Plant heat shock transcription factors (HSFs) regulate transcription of heat shock (HS) genes. In Arabidopsis thaliana, 21 HSFs have been classified into groups A-C. Members of class A act as typical transcriptional activators, whereas B HSFs function as coactivators or repressors depending on promoter context. The function of class C HSFs is still unclear. Here, we present the isolation and characterization of the first HSF from alfalfa (Medicago sativa L.) and designate it MsHSFA4 based on amino acid sequence analysis. The MsHSFA4 gene was determined to be single copy and was detected at two separate genetic loci in the tetraploid Medicago sativa. Overexpression of MsHSFA4 in tobacco mesophyll protoplasts resulted in weak transcriptional activity, similar to that exhibited by Arabidopsis AtHSFA4a. The MsHSFA4 proximal promoter contains three putative HSE elements, and the gene itself is activated both by heat and cold stress.

Plant class B HSFs inhibit transcription and exhibit affinity for TFIIB and TBP.

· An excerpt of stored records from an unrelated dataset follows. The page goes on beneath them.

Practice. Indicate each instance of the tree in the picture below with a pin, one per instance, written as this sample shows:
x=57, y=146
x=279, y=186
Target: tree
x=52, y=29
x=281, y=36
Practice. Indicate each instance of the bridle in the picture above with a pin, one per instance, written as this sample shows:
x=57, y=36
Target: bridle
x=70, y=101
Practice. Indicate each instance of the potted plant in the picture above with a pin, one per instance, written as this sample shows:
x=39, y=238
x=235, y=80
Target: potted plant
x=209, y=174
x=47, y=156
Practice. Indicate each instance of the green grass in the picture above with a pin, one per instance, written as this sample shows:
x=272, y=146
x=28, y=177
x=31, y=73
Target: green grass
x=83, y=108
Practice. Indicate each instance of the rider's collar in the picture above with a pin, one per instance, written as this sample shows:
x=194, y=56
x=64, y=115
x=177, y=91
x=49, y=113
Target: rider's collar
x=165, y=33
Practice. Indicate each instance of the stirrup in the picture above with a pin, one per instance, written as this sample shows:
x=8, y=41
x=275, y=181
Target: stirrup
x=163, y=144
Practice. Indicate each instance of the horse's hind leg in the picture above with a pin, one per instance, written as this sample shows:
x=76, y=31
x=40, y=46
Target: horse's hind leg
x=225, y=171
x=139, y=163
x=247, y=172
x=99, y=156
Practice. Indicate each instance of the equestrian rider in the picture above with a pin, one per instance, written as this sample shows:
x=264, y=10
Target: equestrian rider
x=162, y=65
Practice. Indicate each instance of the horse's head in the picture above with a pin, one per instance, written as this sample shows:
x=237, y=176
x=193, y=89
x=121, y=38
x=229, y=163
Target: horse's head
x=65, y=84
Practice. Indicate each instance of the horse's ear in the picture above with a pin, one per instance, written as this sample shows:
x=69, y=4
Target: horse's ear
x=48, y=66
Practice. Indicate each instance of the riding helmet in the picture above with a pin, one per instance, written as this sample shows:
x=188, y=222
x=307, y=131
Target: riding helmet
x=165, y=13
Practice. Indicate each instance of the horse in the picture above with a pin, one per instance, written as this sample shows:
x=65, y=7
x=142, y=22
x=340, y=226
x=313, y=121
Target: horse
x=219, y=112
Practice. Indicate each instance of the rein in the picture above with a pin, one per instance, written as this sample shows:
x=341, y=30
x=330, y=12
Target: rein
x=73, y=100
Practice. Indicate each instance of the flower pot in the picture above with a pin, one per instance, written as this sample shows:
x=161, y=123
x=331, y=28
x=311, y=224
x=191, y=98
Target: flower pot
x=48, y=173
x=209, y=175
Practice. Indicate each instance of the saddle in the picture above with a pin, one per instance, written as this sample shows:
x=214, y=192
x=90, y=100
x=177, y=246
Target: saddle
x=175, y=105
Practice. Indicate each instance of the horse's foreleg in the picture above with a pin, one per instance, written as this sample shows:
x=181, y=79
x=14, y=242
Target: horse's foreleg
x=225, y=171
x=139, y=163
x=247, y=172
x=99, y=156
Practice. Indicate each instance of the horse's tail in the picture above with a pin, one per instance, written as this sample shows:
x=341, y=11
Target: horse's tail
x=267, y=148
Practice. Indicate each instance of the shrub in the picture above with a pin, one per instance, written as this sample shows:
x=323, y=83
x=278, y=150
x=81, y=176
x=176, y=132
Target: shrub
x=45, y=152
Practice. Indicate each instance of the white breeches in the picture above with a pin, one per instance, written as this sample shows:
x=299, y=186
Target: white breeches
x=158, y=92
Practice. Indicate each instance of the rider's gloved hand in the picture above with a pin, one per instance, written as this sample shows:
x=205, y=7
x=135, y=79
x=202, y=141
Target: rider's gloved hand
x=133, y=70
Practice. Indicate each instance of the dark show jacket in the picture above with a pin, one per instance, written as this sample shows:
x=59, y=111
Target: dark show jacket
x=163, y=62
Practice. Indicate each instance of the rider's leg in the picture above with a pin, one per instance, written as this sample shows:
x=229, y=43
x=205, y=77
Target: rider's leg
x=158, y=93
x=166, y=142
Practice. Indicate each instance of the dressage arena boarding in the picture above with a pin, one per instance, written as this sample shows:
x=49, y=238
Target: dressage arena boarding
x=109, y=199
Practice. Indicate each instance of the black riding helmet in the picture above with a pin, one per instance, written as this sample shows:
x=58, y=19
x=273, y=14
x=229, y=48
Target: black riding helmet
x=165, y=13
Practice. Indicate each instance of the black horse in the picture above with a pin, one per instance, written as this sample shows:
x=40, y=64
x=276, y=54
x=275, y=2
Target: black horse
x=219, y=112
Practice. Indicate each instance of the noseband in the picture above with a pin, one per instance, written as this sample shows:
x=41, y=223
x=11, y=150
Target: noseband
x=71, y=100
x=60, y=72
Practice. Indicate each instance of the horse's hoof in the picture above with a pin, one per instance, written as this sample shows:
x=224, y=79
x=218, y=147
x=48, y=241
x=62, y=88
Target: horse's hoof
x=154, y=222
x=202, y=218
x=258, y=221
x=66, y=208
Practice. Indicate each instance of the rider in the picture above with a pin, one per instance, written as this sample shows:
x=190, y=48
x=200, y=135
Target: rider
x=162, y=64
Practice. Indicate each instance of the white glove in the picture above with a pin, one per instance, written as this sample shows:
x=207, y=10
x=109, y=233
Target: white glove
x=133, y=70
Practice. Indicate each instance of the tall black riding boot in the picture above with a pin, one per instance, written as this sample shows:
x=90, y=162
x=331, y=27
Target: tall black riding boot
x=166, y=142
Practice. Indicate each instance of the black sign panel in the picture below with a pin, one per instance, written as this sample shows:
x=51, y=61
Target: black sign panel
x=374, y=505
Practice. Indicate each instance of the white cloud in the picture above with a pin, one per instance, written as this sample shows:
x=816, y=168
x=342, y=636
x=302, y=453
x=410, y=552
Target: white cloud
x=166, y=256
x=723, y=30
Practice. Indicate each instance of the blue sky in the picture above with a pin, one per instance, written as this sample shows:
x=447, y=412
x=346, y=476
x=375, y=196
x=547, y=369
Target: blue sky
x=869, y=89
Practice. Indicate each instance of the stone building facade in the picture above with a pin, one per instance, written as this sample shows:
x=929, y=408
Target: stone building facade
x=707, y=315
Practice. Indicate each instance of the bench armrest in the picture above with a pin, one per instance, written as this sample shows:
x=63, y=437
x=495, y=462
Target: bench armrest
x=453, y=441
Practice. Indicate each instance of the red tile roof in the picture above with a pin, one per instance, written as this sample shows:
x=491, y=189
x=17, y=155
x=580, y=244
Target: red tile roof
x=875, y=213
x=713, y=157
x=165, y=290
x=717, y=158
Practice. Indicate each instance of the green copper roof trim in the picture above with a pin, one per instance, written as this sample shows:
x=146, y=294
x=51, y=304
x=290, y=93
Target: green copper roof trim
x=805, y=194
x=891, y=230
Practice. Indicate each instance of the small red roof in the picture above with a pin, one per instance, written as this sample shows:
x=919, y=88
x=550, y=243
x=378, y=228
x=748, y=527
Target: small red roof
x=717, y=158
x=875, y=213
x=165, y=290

Plant heat shock transcription factors (HSFs) are capable of transcriptional activation (class A HSFs) or both, activation and repression (class B HSFs). However, the details of mechanism still remain unclear. It is likely, that the regulation occurs through interactions of HSFs with general transcription factors (GTFs), as has been described for numerous other transcription factors. Here, we show that class A HSFs may activate transcription through direct contacts with TATA-binding protein (TBP). Class A HSFs can also interact weakly with TFIIB. Conversely, class B HSFs inhibit promoter activity through an active mechanism of repression that involves the C-terminal regulatory region (CTR) of class B HSFs. Deletion analysis revealed two sites in the CTR of soybean GmHSFB1 potentially involved in protein-protein interactions with GTFs: one is the repressor domain (RD) located in the N-terminal half of the CTR, and the other is a TFIIB binding domain (BD) that shows affinity for TFIIB and is located C-terminally from the RD. A Gal4 DNA binding domain-RD fusion repressed activity of LexA-activators, while Gal4-BD proteins synergistically activated strong and weak transcriptional activators. In vitro binding studies were consistent with this pattern of activity since the BD region alone interacted strongly with TFIIB, and the presence of RD had an inhibitory effect on TFIIB binding and transcriptional activation.